Doch wurde die Botschaft auch weit über Nigerias Grenzen hinaus gehört? Dass mittlerweile fast weltweit gewählt wird, ist eine der spektakulärsten Veränderungen, die ich im Laufe meines Lebens beobachten durfte. In einem Land nach dem anderen haben die Menschen ihr Leben riskiert, um wählen zu dürfen. Wahlen sind ein unerlässliches Instrument der Demokratie. Doch in den letzten Jahren haben mit Mängeln behaftete Wahlen oftmals das Vertrauen der Bürger in den demokratischen Prozess ausgehöhlt. Gewalt im Zusammenhang mit Wahlen in so unterschiedlichen Ländern wie Ägypten, der Ukraine, Thailand und zuletzt Burundi haben Folgendes gezeigt: Wahlen, die doch die Stabilität fördern und die friedliche Übergabe der Macht ermöglichen sollen, können spaltend wirken, wenn der Prozess nicht professionell, transparent und integer gehandhabt wird. Es ist nicht überraschend, dass Wahlen, wenn sie als blosse technische Übung gesehen werden, die eine Person oder Gruppe an die Macht bringen oder deren Macht erhalten sollen, zu Ernüchterung und Gewalt führen, wenn der Kontext undemokratisch bleibt.

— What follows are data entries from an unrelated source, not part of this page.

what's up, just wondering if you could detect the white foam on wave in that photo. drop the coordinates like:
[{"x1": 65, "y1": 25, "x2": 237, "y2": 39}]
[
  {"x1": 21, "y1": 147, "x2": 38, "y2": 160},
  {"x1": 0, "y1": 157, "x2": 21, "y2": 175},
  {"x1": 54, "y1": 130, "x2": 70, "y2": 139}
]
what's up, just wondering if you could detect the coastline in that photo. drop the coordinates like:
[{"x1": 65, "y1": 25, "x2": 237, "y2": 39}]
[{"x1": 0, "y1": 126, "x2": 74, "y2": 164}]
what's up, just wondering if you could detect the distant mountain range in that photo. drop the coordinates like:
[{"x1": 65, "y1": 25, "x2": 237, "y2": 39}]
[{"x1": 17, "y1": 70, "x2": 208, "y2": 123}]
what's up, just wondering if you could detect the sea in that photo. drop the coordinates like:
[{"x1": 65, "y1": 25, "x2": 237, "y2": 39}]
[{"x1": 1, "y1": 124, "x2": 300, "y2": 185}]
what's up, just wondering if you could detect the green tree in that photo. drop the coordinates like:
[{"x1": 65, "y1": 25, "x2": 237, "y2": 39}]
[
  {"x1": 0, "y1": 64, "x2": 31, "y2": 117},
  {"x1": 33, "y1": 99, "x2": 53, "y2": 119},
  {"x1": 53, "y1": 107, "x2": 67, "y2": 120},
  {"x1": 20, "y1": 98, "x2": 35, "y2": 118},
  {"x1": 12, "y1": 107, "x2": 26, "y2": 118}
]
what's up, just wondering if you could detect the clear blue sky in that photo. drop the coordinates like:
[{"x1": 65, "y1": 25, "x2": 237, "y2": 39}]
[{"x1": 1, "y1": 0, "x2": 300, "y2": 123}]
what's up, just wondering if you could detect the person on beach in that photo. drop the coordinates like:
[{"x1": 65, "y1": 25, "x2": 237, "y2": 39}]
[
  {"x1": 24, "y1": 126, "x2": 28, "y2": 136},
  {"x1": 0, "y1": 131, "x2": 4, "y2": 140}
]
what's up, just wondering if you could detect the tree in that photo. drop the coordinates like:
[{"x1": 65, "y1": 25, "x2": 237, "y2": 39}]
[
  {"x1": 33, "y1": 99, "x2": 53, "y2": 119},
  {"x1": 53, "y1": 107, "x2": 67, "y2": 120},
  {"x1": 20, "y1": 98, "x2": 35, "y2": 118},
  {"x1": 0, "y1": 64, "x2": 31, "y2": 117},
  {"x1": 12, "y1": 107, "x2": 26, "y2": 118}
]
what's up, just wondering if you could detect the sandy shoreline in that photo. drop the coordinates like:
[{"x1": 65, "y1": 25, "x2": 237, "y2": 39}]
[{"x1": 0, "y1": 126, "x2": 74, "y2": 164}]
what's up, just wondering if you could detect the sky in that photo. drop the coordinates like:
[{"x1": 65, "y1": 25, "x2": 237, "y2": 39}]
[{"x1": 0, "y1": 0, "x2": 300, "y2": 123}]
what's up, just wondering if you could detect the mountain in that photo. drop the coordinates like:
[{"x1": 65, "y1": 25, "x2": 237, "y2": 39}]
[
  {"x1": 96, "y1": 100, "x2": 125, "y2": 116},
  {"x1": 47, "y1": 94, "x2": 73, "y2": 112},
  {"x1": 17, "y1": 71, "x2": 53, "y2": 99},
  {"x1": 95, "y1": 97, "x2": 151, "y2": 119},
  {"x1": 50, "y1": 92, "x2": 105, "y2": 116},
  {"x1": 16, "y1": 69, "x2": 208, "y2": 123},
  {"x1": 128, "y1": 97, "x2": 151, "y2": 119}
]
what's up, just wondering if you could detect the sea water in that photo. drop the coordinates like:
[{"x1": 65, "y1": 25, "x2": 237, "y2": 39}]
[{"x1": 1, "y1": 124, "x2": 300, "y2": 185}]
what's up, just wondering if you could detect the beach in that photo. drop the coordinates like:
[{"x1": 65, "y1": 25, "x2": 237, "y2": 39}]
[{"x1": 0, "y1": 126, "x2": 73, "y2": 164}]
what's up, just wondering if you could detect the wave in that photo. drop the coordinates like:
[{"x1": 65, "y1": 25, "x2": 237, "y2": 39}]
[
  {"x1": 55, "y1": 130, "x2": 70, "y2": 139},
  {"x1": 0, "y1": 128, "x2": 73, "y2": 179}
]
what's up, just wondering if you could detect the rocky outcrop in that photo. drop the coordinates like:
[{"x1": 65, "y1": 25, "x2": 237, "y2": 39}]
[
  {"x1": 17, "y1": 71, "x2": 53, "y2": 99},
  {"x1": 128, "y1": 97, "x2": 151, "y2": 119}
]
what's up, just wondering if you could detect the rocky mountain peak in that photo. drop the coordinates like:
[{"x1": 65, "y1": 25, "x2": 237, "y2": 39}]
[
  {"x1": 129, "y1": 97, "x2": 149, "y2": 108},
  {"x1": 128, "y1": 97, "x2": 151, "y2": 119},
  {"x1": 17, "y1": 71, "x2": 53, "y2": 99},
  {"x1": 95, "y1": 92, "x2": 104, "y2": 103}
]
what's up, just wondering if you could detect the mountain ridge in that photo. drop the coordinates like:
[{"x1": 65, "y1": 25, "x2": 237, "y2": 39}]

Zwar ist keine Wahl jemals perfekt, nicht einmal in den entwickeltsten und stabilsten Demokratien. Doch die Menschen wollen, dass das Möglichste getan wird, damit ihre Wahlen fair und glaubwürdig ablaufen.
Die Erkenntnis daraus ist, dass Wahlen per se nicht genügen - selbst wenn alle technischen und organisatorischen Prozeduren respektiert werden. Der Grund dafür ist einfach: In der Demokratie geht es nicht allein um Legalität, so entscheidend Rechtsstaatlichkeit auch ist; es geht immer auch um Legitimität. Wahlen müssen eine echte Wahl bieten. Wenn Wahlen, die eine Regierung an die Macht bringen, als manipuliert oder unfair betrachtet werden und die Regierung dann nicht demokratisch regiert, wird diese auch nicht in den Genuss der Vorteile kommen, die mit der Demokratie verbunden sind. Sie wird es sogar schwerer haben, überhaupt zu regieren.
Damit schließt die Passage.